Among the potential treatments for COVID-19 that are undergoing clinical trials to assess their safety and efficacy against the disease are:
- remdesivir (investigational)
- lopinavir/ritonavir (currently authorised as an anti-HIV medicine)
- chloroquine and hydroxychloroquine (currently authorised at national level as treatments against malaria and certain autoimmune diseases such as rheumatoid arthritis)
- systemic interferons and in particular interferon beta (currently authorised to treat diseases such as multiple sclerosis)
- monoclonal antibodies with activity against components of the immune system
EMA welcomes the launch of large clinical trials as they are necessary to generate the robust data needed to establish evidence for which medicines do work and thus to give appropriate advice to healthcare professionals and patients and enable regulatory decision-making, as advised by EMA’s human medicines committee (CHMP).

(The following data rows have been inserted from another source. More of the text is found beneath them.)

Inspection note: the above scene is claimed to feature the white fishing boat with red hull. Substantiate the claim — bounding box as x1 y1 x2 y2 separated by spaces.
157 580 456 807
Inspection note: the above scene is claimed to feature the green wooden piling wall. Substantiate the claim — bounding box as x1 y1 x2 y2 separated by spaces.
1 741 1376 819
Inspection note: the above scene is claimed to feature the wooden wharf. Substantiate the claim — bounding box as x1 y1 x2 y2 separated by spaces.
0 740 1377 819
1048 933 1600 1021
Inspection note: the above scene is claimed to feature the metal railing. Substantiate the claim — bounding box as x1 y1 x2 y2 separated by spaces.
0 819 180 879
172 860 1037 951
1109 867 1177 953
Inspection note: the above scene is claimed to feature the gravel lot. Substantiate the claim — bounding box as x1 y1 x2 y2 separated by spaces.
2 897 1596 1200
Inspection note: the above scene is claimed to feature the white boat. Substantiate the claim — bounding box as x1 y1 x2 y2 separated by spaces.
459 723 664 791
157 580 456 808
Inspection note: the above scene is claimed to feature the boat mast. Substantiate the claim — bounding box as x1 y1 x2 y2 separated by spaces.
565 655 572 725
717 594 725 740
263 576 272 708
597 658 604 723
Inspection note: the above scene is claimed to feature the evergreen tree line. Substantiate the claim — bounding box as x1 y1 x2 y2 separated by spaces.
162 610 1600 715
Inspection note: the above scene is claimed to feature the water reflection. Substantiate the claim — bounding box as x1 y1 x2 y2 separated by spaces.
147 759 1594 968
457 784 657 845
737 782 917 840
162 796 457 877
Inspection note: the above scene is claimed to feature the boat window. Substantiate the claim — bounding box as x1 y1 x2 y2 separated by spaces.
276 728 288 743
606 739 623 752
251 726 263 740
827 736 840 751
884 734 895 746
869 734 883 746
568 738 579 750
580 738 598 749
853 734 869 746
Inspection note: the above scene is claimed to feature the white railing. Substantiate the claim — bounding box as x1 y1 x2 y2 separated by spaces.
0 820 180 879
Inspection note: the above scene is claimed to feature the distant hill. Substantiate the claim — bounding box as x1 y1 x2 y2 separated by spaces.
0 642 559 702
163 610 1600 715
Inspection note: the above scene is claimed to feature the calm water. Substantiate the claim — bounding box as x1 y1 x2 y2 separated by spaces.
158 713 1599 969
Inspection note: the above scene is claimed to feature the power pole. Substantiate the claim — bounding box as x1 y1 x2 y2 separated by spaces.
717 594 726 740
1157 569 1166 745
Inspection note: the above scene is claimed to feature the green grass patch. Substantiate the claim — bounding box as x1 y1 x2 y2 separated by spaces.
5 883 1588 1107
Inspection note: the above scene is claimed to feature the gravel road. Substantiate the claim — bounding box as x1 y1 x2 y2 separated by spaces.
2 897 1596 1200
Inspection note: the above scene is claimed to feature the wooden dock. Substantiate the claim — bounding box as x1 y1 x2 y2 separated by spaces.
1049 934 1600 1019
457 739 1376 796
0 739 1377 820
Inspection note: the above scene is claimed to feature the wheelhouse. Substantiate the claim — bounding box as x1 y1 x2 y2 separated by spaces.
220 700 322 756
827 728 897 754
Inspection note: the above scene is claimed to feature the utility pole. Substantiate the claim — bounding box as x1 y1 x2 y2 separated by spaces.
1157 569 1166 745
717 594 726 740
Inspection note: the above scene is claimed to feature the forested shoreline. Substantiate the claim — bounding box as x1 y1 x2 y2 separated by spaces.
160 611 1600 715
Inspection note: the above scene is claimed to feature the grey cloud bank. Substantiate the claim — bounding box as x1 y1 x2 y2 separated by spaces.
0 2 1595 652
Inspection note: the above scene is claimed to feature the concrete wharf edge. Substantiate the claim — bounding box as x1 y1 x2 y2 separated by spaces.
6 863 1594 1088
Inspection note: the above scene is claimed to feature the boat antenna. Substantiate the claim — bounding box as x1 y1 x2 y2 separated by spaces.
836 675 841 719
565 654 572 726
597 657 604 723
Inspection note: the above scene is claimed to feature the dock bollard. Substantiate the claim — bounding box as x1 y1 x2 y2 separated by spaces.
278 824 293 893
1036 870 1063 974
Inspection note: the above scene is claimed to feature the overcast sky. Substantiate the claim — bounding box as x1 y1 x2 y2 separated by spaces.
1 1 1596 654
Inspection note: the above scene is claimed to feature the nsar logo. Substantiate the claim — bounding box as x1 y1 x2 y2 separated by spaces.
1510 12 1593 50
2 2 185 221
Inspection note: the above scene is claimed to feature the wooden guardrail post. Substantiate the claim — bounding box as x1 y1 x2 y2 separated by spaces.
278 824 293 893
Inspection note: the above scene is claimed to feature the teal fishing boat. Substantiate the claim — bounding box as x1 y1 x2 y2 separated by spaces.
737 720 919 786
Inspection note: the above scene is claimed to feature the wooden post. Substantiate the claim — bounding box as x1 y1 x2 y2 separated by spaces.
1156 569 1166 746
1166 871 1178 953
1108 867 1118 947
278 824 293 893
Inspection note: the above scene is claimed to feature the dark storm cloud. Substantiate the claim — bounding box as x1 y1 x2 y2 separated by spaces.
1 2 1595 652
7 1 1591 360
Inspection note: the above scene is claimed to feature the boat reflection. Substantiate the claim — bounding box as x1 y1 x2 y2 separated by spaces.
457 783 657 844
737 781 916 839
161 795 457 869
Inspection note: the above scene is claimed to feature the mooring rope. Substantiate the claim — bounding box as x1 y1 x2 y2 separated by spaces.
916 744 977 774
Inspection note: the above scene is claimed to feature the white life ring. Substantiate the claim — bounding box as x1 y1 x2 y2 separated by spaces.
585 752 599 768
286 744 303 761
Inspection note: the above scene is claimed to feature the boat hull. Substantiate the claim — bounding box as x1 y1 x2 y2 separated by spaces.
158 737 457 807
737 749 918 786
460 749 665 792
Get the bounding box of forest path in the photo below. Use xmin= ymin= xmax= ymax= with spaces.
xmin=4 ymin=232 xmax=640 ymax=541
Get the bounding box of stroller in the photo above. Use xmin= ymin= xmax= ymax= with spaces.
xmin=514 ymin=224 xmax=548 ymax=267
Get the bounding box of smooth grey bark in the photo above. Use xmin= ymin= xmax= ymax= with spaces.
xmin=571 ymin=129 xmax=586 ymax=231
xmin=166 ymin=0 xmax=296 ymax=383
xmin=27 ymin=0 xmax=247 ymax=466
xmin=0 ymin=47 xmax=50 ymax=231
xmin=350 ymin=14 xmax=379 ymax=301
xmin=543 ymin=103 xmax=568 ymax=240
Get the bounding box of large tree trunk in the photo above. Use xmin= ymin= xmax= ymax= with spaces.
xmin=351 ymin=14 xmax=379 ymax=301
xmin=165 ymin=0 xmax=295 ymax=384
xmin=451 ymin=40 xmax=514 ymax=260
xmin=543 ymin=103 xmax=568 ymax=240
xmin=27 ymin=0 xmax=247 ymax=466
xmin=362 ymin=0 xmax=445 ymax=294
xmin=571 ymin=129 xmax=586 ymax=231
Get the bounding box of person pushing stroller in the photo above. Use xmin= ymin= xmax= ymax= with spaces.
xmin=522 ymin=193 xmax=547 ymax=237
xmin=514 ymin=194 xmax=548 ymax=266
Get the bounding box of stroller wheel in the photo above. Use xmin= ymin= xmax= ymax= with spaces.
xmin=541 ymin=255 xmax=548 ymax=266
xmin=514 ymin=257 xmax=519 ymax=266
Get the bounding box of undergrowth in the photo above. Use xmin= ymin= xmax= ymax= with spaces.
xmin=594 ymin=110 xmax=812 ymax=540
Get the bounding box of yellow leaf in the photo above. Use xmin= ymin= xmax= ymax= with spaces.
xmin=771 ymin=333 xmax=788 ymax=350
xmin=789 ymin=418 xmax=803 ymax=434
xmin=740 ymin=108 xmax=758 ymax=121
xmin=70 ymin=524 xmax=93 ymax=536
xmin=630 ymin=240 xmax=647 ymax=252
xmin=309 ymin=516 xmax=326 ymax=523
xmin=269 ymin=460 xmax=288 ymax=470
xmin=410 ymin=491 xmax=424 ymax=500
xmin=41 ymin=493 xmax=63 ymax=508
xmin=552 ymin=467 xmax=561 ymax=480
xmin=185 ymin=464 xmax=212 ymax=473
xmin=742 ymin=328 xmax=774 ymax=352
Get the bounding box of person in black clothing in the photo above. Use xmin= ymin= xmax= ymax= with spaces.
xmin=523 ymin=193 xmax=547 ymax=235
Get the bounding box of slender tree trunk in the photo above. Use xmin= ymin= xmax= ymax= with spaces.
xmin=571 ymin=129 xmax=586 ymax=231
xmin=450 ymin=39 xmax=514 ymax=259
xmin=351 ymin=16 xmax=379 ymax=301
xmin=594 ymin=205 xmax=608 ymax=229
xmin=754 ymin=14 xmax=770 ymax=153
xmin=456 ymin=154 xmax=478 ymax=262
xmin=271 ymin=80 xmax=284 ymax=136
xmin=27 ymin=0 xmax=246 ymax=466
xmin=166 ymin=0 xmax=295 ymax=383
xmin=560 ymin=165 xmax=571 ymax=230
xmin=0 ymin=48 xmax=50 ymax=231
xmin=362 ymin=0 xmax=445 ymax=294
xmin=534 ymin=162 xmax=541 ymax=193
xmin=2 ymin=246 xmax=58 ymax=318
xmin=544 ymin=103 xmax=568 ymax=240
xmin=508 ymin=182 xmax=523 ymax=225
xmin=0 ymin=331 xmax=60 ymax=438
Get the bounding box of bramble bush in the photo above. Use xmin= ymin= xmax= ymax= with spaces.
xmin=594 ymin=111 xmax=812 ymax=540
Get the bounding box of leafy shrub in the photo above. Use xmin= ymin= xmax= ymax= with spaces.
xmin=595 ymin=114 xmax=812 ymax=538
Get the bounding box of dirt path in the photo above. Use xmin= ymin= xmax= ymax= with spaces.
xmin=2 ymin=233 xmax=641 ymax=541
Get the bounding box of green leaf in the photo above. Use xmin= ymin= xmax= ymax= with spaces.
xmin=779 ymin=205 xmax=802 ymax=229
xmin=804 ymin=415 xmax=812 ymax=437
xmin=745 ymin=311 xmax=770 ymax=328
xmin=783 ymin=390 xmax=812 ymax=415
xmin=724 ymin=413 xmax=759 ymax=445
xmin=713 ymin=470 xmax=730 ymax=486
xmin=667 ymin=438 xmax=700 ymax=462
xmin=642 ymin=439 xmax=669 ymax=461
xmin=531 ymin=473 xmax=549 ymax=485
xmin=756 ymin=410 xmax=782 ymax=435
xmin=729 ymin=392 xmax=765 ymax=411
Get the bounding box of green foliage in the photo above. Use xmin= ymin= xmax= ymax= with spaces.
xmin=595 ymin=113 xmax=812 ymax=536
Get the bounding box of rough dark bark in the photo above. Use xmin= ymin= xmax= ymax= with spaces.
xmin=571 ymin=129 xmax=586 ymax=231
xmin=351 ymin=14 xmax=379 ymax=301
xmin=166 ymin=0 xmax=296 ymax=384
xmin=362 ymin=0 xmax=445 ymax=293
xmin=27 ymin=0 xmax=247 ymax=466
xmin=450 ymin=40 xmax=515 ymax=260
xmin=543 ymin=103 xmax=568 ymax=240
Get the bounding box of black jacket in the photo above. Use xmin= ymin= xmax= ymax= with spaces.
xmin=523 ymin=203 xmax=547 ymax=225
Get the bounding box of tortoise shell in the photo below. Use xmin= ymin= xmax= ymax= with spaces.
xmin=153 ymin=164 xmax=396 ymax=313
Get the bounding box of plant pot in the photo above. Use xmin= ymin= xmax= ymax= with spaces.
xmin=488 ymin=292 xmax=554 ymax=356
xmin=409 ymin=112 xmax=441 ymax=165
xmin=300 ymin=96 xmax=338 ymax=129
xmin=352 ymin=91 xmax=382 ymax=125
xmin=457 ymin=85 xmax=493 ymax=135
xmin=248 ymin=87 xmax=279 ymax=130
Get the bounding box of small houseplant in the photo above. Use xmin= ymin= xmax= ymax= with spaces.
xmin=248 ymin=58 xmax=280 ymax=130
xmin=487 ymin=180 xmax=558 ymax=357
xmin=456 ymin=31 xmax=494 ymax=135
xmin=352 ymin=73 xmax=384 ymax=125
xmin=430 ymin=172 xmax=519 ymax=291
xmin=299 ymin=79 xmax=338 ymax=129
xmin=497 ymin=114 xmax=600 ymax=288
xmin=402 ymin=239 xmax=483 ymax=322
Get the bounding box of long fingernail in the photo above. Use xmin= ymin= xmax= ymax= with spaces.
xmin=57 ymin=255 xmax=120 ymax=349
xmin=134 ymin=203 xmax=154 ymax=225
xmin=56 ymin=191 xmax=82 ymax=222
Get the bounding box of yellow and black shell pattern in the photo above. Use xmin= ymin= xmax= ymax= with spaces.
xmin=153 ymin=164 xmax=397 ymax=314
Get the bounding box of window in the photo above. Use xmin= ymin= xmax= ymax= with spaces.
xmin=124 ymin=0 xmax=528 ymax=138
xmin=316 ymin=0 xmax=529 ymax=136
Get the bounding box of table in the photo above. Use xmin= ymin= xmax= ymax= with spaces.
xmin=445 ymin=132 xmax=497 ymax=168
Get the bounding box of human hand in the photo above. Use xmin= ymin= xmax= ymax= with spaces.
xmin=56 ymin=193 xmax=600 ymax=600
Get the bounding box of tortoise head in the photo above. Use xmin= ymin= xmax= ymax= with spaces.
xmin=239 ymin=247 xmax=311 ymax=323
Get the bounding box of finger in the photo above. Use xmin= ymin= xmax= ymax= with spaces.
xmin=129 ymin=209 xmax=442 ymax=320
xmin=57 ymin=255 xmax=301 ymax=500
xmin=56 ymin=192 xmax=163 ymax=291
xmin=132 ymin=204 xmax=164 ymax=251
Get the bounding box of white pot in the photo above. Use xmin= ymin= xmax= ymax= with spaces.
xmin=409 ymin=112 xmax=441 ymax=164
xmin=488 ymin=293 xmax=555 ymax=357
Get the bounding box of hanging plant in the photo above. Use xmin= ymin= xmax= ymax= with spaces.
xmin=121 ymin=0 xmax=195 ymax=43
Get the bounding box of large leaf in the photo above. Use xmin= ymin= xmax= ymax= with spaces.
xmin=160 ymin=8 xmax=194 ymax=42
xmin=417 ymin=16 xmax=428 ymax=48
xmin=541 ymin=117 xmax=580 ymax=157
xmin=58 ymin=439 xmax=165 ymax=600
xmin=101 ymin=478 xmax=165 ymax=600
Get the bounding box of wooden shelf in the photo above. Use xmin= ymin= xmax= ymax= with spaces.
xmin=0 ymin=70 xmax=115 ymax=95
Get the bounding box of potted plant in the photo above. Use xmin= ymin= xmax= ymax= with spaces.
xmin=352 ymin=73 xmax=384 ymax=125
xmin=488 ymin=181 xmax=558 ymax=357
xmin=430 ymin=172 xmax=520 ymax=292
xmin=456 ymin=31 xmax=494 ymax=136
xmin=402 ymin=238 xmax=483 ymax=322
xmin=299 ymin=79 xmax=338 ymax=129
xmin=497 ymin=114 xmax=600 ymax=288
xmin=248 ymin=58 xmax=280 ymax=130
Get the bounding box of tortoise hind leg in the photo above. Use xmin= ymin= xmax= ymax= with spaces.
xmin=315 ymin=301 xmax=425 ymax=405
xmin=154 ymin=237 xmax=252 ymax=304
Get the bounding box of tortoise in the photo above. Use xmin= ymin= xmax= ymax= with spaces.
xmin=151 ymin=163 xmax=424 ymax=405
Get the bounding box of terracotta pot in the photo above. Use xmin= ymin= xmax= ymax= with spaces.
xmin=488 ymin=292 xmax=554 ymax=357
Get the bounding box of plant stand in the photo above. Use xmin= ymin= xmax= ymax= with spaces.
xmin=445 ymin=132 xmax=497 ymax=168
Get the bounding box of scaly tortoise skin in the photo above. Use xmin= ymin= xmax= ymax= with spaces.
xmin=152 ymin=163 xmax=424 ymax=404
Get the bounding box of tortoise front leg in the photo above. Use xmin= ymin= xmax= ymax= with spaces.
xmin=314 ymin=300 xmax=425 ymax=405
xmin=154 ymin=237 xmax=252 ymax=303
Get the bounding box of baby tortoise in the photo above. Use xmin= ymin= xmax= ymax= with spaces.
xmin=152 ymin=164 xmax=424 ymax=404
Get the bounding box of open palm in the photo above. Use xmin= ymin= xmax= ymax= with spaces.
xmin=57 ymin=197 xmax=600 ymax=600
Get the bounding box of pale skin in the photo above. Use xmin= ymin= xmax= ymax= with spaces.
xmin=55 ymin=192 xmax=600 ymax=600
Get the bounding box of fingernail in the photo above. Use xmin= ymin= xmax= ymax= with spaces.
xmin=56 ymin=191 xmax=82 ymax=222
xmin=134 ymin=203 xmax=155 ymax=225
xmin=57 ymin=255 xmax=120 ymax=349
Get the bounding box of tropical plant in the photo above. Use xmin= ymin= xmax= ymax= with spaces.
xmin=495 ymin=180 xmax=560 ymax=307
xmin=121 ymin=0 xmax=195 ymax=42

The Agency has also had discussions with developers of a dozen potential COVID-19 vaccines. Two vaccines have already entered phase I clinical trials, which are the first trials needed and are carried out in healthy volunteers. In general, timelines for the development of medicinal products are difficult to predict. Based on the information currently available and past experience with vaccine development timeframes, EMA estimates that it might take at least one year before a vaccine against COVID-19 is ready for approval and available in sufficient quantities to enable widespread use. Adequate supply of doses to meet the needs of all EU countries has to be proactively forecast.
EMA's response team will continue to interact with developers of potential therapeutics or vaccines against COVID-19. The aim is to provide advice on regulatory requirements so that any promising medicinal product can be made available as rapidly as possible to patients, initially in the clinical trial setting and then, once authorised, on the market.
- EMA has a range of support measures that can help to facilitate and speed up the development of medicines, which in addition to fast-track scientific advice includes the PRIME scheme, the accelerated assessment, and conditional marketing authorisation procedures.